15.Penindasan yang sebenarnya (B)

801 127 21
                                    


Sherly tentu saja tersentak ketika sosok yang dimaksud di kertas itu tiba - tiba telah muncul di depannya. Wanita itu segera berdiri saat Leon menatapnya dengan aura permusuhan yang sangat kental.

Sherly sadar bahwa sekali lagi ia telah menyulut emosi lelaki itu.

“Dasar wanita menyebalkan, kau tetap tidak mau keluar dari sini ya?” Leon bertanya lambat - lambat. Nada suaranya nyaris seperti desisan ular yang hendak menerkam mangsa. Netra birunya berkilat mengawasi Sherly yang berdiri dua langkah di depannya.

Perempuan itu tampak tidak terintimidasi olehnya. Gadis itu malah mendongak, menatapnya tepat di matanya dan lagi - lagi dengan berani seolah ingin menantangnya.

Ohh ya ampun, melihat ada orang yang lebih muda darinya tak bersikap sopan, membuat Sherly benar - benar sedikit jengkel. Ia mendengkus, balas menatap netra blue savier tepat di depannya. Ingin sekali dia memarahi anak ini dan mengatakan bahwa kau seharusnya bersikap sopan padaku! Tetapi tidak bisa, meski Leon jauh lebih muda darinya, tetapi tubuh pria itu lebih tinggi darinya dan tegap. Sherly akan kalah jikalau dengan tega lelaki itu akan memukulnya atau melakukan kekerasan fisik lainnya.

“Kenapa aku harus menurutimu?” Balas Sherly. “Hanya karena kau meminta lalu mengancam ku dengan tindakan kekanak - kanakan seperti ini, tidak berarti aku akan mudah menurutimu bukan?” Ya, apalagi dirinya ke sekolah ini memang bukan atas kemauannya. Kalau tidak demi satu miliar untuk ganti rugi rumah serta lukisannya yang rusak, dia juga tidak mau repot - repot ke sekolah ini. Imbuhnya dalam hati.

‘Heh…’ Sudut bibir Leon terangkat.
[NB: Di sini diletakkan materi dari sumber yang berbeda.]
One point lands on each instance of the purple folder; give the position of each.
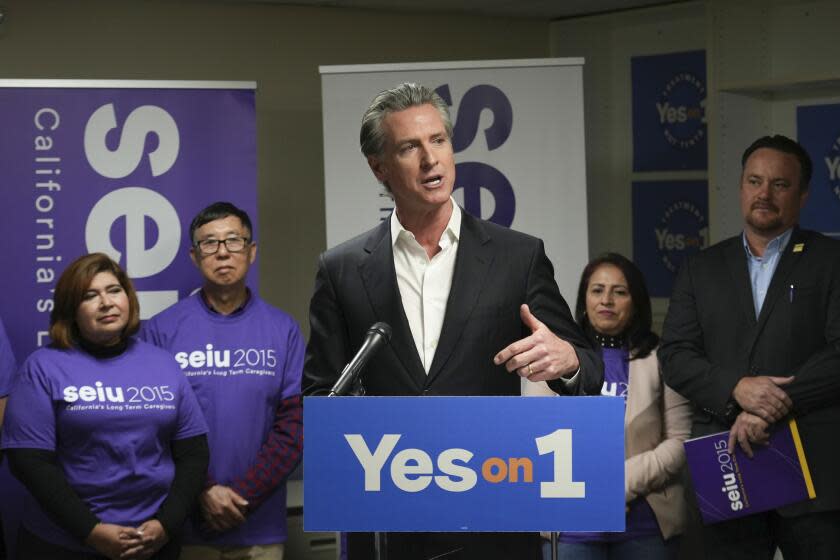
(729, 486)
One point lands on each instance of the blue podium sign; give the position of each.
(464, 464)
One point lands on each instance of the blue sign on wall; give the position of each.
(464, 464)
(669, 111)
(670, 222)
(818, 129)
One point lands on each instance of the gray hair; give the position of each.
(400, 98)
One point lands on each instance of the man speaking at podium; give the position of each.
(472, 305)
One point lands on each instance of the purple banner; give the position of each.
(117, 170)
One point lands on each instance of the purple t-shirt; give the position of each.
(7, 363)
(110, 421)
(640, 521)
(241, 366)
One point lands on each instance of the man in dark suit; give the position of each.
(752, 338)
(473, 306)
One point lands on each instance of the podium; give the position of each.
(472, 464)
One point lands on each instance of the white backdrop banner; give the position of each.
(518, 139)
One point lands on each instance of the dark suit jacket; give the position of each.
(496, 270)
(711, 339)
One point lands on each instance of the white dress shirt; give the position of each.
(425, 283)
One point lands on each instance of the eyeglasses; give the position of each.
(232, 244)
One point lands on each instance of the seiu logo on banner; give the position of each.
(118, 171)
(818, 130)
(670, 222)
(464, 464)
(486, 191)
(669, 112)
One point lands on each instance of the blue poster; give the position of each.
(818, 130)
(464, 464)
(670, 222)
(669, 112)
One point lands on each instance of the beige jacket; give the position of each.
(656, 422)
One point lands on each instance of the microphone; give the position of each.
(377, 335)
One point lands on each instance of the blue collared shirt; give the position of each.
(762, 268)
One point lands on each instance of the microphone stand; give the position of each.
(354, 387)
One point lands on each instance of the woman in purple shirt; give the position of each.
(102, 429)
(613, 308)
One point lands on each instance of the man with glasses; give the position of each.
(243, 358)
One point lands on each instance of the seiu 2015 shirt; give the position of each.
(110, 422)
(245, 369)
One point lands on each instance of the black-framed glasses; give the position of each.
(232, 244)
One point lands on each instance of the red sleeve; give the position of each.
(278, 456)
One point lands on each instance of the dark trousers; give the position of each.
(814, 536)
(32, 547)
(448, 546)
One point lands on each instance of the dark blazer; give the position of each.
(496, 270)
(711, 339)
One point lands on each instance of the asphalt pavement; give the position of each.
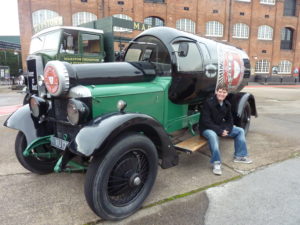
(186, 194)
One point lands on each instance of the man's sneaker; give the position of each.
(217, 168)
(242, 159)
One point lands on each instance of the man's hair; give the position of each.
(222, 87)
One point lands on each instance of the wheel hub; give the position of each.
(135, 180)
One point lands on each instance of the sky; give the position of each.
(9, 19)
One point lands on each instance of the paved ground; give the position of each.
(59, 198)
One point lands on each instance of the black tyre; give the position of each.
(246, 118)
(26, 99)
(38, 165)
(117, 184)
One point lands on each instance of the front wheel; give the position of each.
(118, 183)
(39, 165)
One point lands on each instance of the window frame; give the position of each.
(267, 2)
(184, 23)
(264, 32)
(240, 28)
(79, 18)
(262, 66)
(214, 28)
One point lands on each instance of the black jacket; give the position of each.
(216, 117)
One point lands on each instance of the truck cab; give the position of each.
(120, 120)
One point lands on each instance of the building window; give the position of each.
(214, 29)
(265, 32)
(83, 17)
(286, 38)
(124, 17)
(40, 16)
(186, 25)
(240, 30)
(267, 2)
(262, 66)
(154, 21)
(285, 67)
(289, 8)
(154, 1)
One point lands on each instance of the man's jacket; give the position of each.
(216, 117)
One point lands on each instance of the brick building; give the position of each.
(266, 29)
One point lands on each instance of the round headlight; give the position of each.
(56, 78)
(77, 111)
(38, 106)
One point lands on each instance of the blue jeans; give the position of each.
(240, 147)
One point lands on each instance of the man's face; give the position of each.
(221, 94)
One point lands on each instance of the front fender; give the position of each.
(102, 131)
(22, 120)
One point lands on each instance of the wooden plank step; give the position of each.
(192, 144)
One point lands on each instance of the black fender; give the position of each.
(96, 137)
(238, 102)
(22, 120)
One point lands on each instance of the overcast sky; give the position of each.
(9, 19)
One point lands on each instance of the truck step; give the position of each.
(191, 145)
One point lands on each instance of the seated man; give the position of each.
(216, 121)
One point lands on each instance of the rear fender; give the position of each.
(99, 134)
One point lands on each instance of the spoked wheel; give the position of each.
(39, 165)
(246, 118)
(118, 183)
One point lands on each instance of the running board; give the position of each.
(191, 145)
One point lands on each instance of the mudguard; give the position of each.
(22, 120)
(101, 132)
(244, 98)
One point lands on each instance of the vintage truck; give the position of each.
(120, 120)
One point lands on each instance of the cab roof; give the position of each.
(67, 28)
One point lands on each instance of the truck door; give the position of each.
(69, 50)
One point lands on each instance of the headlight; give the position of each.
(38, 106)
(56, 78)
(77, 111)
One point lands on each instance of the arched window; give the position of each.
(186, 25)
(154, 21)
(289, 8)
(285, 67)
(83, 17)
(42, 15)
(124, 17)
(262, 66)
(268, 2)
(240, 30)
(214, 29)
(287, 38)
(265, 32)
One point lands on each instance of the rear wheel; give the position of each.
(39, 165)
(118, 183)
Lelaki itu dengan tenang menyilangkan kedua tangan di depan dada. Sorot matanya yang tadi sempat membara, kini pelan - pelan meredup. Tubuhnya yag tadi sempat kaku, perlahan menjadi rileks seolah sudah bisa menduga akan reaksi yang Cecil berikan padanya. Dari pengalamannya membully gadis ini, Cecil tampak tidak merespon apapun dan kehidupan wanita itu seolah baik - baik saja, penuh ketenangan dan terlihat santai menghadapi masalah bully yang menimpa dirinya seolah bukanlah sesuatu yang perlu dipikirkan.

Perempuan yang satu ini memang tipe perempuan yang hidupnya selalu dibuat mudah. Seperti misalnya jika lapar ya makan, jika mengantuk ya tidur, jika jatuh tinggal bangkit lagi. Ya, sesuatu seperti itu tanpa terlalu memikirkan segala masalah apapun yang meninmpa menjadi suatu beban berat.

Intinya, dia adalah tipe orang yang menyepelekan atau menggampangkan sesuatu tanpa peduli resikonya.

"Sudah ku duga, reaksimu akan seperti ini.” Leon terkekeh. Pria itu maju satu langkah, setengah menunduk mensejajarkan tingginya, dia berkata, “Cecil, kau adalah perempua yang sedikit pintar memang.”

“Tapi….. kau belum tahu siapa aku kan?” Nada suara Leon kali ini terdengar renyah namun itu bukanlah hal yang menyenangkan untuk didengar. Justru nada yang seperti adalh jenis suara yang lebih harus diwaspadai ketimbang suara dingin mencekam. Ditambah dengan seringaian yang muncul di sudut bibir pria itu membuat Sherly entah kenapa harus mempersiapkan jantungnya untuk tak tiba - tiba tersentak.

“Aku bukanlah pria yang murah hati.” Manik biru Leon bergerak. Melirik ke arah belakang Sherly.

Perempuan itu menoleh, mengikuti pandangan Leon. Manik kelamnya melebar kala di belakangnya, Trinity dan dua orang lainnya tengah menyeret Sabin membuat perempuan itu tersungkur dengan tali yang membelit kedua lengannya. Mulut Sabin ditutup plester, tubuhnya gemetar, netra hijaunya berkaca - kaca ketakutan.